The Basics: Essential parts of a wind turbine


The Basics: Essential parts of a wind turbine

Though the basic mechanics of the old-fashioned windmill are still present in the engineering of a personal wind turbine, time and technology have created a more efficient and effective machine. In our “How does it work?” series, we will discuss the ins and outs of how wind turns into watts.

In general, personal wind turbines are made up of a rotor, generator or alternator mounted on a frame, a tail (sometimes), a tower, wiring and “balance of system” components that include: controllers, inverters and/or batteries.


The amount of power a turbine can produce is determined primarily by the diameter of its rotor or blades, which create the “swept area,” or the quantity of wind intercepted by the turbine. Through the spinning blades, the rotor captures the kinetic energy of the wind and converts it into rotary motion to drive the generator. The tail keeps the turbine facing into the wind.

Because wind speeds increase with height, the turbine is mounted on a tower. Tower height can determine the power the wind system can produce, so the higher, the better.

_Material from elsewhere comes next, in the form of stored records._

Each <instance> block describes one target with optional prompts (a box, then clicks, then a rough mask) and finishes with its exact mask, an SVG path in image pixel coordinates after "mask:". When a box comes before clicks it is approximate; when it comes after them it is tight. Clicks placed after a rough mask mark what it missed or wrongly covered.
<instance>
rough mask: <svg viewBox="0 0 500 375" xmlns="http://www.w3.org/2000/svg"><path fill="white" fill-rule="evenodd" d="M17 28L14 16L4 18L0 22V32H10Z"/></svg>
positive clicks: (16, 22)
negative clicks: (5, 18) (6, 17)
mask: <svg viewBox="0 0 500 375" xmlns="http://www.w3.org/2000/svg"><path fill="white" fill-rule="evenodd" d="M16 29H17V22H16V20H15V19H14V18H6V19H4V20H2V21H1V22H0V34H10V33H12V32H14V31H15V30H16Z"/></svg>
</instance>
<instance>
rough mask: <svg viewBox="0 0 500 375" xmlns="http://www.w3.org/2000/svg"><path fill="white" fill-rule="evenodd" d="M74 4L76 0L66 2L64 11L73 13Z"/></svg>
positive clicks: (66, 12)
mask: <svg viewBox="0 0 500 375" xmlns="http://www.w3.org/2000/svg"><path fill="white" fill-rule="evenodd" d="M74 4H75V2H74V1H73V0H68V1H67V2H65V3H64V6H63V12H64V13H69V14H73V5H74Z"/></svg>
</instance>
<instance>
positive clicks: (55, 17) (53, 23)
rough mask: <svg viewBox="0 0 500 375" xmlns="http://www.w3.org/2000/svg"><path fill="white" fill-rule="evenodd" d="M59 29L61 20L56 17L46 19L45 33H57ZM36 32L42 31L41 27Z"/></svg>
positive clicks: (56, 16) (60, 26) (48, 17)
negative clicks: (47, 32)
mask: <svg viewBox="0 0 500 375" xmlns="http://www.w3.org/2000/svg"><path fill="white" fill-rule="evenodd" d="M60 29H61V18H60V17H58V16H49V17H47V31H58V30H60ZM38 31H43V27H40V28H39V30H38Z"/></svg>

The “balance of system” parts depend on whether the system is grid-connected or not. An on-grid system includes a controller, storage batteries, a power conditioning unit (inverter) and wiring. The inverter makes turbine output electrically compatible with the utility grid. An off-grid system requires batteries to store excess power generated for use when the wind is calm.

Specific parts and construction varies depending on the product, but for the most part the basics come standard.